Monday, April 12, 2010

Verizon CEO Says Market Can Sort Out Tough Issues

Ivan Seidenberg, Verizon CEO, said at a Council on Foreign Relations meeting that there was a danger of government regulatory overreach of several types in the current environment.

" I always worry about unintended consequences of government reaching into our business," Seidenberg said. "But I believe the players in the industry--like Google, like Microsoft, like the Silicon Valley players, as well as AT&T, and us and the rest of the industry--we're creating a better dialogue."

Seidenberg also thinks the industry has to do a better job of self-policing, though, more on the model of the advertising industry. That would lessen the need for very-detailed rules crafted "in advance" of a particular problem occurring, rather than a focus on fixing such problems as actually do arise.

"In the telecom business we need industry to do a better job at policing behavior, because, in the final analysis, government could never possibly regulate every condition, in every single circumstance that could ever happen, and do it efficiently," Seidenberg said.

Seidenberg thinks one of the key problems with proposed "network neutrality" rules that would prohibit virtually any sort of packet prioritization is that it makes very hard the task of providing different types of service to customers who may want it, at the lowest-possible prices.

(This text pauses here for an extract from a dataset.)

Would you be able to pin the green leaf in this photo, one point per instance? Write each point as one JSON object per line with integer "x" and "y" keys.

 "Most people think a carrier wants to charge for every minute on a linear basis in perpetuity, infinity," he said. But "we don't really want to do that."

"What we want to do is give you a chance to buy a bundle, a session of 10 megabits or a session of 30 megabits," he says. "The problem we have is five percent or 10 percent of the people are the abusers that are chewing up all the bandwidth."

"So what we will do is put in reasonable data plans, but when we now go after the very, very high users, the ones who camp on the network all day long every day... we will throttle and we will find them and we will charge them something else," he says.

"We don't want to have a linear pricing scale," he said. "We do want to find a way to give the majority of people value for bundles, but we have to make sure we find a pricing plan that takes care of that 10 percent that's abusing the system. And it's that simple."

"And therefore you have to have rules, give us discretion to run our business," Seidenberg said. "Net neutrality could negate the discretion to run your business."

"Anytime government, whether it's the FCC or any agency-decides it knows what the market wants and makes that a static requirement, you always lose," he said.  Seidenberg noted that although access speeds might be higher in Korea or France, household penetration in the U.S. market is higher than in any country in Europe, he said.

"Japan may have faster speeds, but we have higher utilization of people using the Internet," said Seidenberg.  "So our view is, whenever you look at these issues, you have to be very careful to look at what the market wants, not what government says is the most important issue."

"If you look at minutes of use, the average American uses their cell phone four times as much as the average European," Seidenberg says. But what about penetration rates?

"If you look at Europe, they publish penetration rates of 150 (percent), 160 (percent), 170 percent meaning that people have more than one phone, two phones, three phones," he notes. Seidenberg suggests the high roaming rates are the explanation.

"My guess is you probably have two or three different phones to carry to use in different countries because your roaming rates are so high," he adds. "So my point is it's a fallacy to allow a regulatory authority to sit there and decide what's right for the marketplace when it's not even close."

In fact, Seidenberg argues that the U.S. market is more advanced in ways that count.

"Verizon has put more fiber in from Boston to Washington than all the Western European countries combined," he notes. Also, "if you look at smart phones, they have exploded this market in the U.S. market."

"Ask any European if they're not somewhat envious of the advancements of smart-phone technology in the United States," he says.

The FCC is "overreaching in regulations," he says. "It's a real problem to have well-intentioned people in Washington regulating the business as they understood it to be in 1995. Bad idea."

"I don't think there is no role for government," he says. "I just worry about, when you allocate capital and you look at consumer behavior, that is not a strength of, I think, everyday transactional activity of government agencies, particularly federal government agencies."

On the technology front, Seidenberg pointed out that the opportunities for distributed, remote or cloud-based applications is growing very fast.

"But here's the thing about the iPad that's very interesting," Seidenberg said. "We look at it as a fourth screen."

"Now, the interesting thing about the iPad, from how Verizon looks at it, from a network person, first of all, it has no hard drive, right?" he said. That means lots of need to get applications from the network, sort of reversing the trend of the client-server era to put more processing and storage at the edge of the network. That has postive implications for a firm such as Verizon.

Seidenberg also does not think the FCC should attempt to take spectrum away from broadcasters and reallocate it for mobile use, Seidenberg says, although Verizon has said it generally supports FCC plans to reallocate spectrum for mobile use. "I think the market's going to settle this," he said.